Things you should know about knives

    Hardness of a knife is measured on the Rockwell-C scale, which has a range from 0-80. Lower numbers being softer and higher number being harder. The average pocketknife would fall in the low to mid-50
    range, depending on quality. Kitchen knives can range anywhere from mid-50 to mid-60 range, again largely based on quality. The great advantage of a hard knife is the ability to hold a sharp edge longer. Read that again and let it sink in for a minute. If you remember only one thing from what you are reading here today, let it be that. I cannot stress how important this is for a kitchen knife. A softer knife will require frequent sharpening while a harder knife will require only an occasional sharpening. This is referred to as Edge Retention. However, a knife can be too hard, and will tend to chip, crack, or break. This is referred to as Brittleness.

    Toughness is often thought of as the opposite of brittleness.

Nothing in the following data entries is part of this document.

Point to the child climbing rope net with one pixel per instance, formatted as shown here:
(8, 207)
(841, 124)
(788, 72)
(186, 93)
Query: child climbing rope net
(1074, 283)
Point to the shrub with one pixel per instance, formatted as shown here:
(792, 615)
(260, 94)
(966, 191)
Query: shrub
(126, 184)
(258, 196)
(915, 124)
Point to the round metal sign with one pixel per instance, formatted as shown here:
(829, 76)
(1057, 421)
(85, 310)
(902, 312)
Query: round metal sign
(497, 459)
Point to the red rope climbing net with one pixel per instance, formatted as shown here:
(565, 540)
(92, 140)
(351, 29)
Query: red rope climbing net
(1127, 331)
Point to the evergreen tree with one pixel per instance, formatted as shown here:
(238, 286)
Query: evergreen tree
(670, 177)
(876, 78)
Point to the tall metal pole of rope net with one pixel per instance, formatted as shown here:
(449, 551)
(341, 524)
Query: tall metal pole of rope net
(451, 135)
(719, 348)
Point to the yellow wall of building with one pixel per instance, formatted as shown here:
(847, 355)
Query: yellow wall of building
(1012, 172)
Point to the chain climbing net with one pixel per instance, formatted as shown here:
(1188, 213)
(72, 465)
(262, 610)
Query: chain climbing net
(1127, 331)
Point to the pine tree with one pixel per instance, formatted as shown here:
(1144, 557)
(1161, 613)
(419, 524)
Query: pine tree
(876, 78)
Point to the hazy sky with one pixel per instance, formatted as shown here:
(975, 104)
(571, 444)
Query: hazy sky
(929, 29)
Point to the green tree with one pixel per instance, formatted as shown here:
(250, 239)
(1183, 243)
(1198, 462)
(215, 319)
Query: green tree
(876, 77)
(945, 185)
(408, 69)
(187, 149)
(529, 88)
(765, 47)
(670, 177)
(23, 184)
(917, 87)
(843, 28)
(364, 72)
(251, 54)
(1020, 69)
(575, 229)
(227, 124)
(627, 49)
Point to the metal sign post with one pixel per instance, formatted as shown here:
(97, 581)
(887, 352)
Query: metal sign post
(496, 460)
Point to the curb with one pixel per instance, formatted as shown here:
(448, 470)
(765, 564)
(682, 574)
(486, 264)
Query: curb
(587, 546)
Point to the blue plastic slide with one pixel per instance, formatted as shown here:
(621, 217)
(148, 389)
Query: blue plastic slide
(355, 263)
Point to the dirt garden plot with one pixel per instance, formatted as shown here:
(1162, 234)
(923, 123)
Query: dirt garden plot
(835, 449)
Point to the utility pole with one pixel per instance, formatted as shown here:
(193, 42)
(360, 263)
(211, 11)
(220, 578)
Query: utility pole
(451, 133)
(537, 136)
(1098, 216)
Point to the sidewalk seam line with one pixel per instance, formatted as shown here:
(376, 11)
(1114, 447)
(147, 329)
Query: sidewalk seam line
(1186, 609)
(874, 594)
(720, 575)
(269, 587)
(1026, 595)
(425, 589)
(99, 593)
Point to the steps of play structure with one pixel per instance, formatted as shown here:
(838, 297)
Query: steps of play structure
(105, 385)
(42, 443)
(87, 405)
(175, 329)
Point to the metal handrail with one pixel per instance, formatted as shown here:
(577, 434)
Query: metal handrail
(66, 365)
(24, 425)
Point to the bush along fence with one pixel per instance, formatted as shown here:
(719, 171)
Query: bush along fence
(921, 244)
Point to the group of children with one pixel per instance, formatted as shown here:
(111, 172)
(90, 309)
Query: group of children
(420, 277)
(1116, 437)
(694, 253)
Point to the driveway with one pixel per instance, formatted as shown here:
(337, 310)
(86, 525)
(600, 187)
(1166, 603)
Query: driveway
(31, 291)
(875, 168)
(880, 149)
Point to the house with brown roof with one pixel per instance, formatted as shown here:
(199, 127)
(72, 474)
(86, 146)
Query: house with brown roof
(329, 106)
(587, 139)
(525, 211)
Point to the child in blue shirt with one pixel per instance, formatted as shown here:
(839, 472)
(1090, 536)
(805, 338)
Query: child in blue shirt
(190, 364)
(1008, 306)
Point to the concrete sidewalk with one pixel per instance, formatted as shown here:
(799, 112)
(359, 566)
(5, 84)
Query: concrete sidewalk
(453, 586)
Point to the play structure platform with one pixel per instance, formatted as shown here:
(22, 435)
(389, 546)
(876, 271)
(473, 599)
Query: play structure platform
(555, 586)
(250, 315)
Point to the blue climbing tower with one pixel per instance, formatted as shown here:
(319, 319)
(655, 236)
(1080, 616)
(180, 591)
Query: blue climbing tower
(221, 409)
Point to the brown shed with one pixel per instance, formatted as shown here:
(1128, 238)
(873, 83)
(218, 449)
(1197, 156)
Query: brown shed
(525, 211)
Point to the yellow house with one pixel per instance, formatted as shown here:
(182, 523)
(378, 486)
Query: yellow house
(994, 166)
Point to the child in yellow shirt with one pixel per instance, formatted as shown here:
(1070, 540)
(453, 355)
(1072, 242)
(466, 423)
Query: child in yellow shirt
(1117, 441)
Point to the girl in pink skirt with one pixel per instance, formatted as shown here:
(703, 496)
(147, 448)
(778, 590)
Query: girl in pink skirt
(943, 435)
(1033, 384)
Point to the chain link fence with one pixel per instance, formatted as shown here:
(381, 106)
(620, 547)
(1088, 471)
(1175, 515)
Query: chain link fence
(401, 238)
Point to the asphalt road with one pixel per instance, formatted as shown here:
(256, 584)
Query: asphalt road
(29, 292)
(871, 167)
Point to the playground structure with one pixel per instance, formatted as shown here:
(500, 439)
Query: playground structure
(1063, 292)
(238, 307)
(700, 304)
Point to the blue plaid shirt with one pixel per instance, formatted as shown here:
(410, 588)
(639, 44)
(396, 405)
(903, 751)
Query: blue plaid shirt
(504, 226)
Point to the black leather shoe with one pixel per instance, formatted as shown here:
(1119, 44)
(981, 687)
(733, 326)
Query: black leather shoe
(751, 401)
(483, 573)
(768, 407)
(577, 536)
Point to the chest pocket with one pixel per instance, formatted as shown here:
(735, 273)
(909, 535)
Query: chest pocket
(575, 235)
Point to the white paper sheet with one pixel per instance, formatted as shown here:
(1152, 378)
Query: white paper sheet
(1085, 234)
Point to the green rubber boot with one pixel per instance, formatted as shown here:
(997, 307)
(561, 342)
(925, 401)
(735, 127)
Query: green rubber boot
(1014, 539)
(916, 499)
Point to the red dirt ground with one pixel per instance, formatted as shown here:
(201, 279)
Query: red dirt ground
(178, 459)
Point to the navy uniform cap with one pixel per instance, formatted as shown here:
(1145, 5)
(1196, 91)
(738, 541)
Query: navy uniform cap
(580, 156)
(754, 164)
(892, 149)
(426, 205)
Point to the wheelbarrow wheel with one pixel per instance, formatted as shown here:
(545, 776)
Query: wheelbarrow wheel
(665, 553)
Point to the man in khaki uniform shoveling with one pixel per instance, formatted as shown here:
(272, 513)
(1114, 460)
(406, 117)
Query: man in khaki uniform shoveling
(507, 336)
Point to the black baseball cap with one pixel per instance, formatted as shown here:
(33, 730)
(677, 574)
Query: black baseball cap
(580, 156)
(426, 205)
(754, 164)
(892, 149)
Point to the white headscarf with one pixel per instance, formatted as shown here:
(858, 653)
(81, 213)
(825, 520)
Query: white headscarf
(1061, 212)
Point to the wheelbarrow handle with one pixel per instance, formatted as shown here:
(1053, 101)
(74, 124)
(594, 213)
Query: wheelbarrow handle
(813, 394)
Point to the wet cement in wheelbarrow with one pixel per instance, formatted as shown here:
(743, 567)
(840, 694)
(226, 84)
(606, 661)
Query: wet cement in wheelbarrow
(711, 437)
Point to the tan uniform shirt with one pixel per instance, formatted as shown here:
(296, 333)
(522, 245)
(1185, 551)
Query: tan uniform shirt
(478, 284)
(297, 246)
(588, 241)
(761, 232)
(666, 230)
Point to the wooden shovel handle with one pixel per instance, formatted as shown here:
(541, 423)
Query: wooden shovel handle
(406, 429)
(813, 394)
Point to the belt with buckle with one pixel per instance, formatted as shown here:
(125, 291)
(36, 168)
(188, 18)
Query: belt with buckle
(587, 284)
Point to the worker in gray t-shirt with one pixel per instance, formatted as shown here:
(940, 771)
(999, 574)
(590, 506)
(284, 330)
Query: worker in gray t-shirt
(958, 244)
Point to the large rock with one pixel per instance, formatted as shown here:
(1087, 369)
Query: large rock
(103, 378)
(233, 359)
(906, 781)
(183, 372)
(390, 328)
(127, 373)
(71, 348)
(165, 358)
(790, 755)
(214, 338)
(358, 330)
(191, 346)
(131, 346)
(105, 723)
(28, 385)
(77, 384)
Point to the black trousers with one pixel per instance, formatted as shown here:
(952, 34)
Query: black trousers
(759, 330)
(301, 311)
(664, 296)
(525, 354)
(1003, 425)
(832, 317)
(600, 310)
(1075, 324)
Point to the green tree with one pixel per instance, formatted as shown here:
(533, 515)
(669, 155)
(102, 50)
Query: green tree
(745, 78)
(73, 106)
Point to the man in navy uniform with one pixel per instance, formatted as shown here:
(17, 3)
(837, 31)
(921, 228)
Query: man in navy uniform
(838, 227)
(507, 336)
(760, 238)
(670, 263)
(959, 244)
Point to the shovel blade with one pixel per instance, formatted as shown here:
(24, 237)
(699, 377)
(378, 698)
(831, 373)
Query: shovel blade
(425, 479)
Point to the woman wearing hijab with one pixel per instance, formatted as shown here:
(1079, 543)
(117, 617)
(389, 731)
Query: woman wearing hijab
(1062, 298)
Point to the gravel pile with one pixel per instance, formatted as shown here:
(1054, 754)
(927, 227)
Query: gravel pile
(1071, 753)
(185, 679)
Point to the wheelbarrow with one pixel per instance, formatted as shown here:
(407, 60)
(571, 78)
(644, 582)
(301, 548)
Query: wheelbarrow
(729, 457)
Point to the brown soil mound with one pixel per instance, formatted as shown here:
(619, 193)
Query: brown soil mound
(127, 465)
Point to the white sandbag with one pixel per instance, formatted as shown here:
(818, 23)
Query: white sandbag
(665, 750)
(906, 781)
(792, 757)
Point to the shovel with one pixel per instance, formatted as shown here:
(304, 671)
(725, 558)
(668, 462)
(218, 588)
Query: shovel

It is a measure of how resistant a knife is to chipping, cracking or breaking. As the hardness goes up, toughness goes down. A tough knife will bend rather than break. However, a knife can be too tough and fail return to straight after a load is removed. Then you must ask yourself; is a bent blade better than a broken one? We need to strike a balance between hardness and toughness

    Sharpenability describes how easily a knife can be sharpened. A softer, tougher blade sharpens easily but does not hold that edge very long. A hard blade is more difficult to sharpen but holds the edge longer. There are so called "super steels" that are both hard and tough at the same time. Most of them are expensive and difficult to work with. They are extreamly difficult to sharpen and require diamond or ceramic abrasives.

    Steel types, there are two major types of steels used in knife manufacturing: Stainless Steel and Carbon Steel. Stainless steel is often thought of as rust proof but, this is not true. It will rust, it just takes longer. Carbon steel rusts rapidly when exposed to water. However, carbon steel can be made harder and hold an edge longer than some stainless steels. But they require more care in the kitchen or they will chip and rust. This is why virtually any kitchen knife you buy in a store will be stainless steel. There are several ways of combining carbon steel and stainless steel to get the best of both materials. This involves welding two or more pieces of steel together.

    San Mai is the process of welding three pieces; one Carbon Steel core and two outer pieces of Stainless Steel to create a sandwich like structure. The carbon steel core takes and holds an edge well, while the Stainless Steel skins require little maintenance. You will see this frequently on modern Japanese style kitchen knives. Traditional Japanese knives are a generally not made this way. That is a subject for another day.

    Damascus steel is a name commonly used in marketing. The process for making true Damascus Steel (Wootz steel) was lost but, has been recently rediscovered by some talented blade smiths. It is not made in any significant quantity and any “damascus” knife you buy in a store is made using a process called Pattern Welding. Two types of steel are stacked in alternating layers and welded together. The alternating layers produce the pattern you see in the “damascus steel.” In a mass-produced knife, this is purely a cosmetic feature that adds nothing in strength or toughness to the blade; it simply looks nice and adds cost.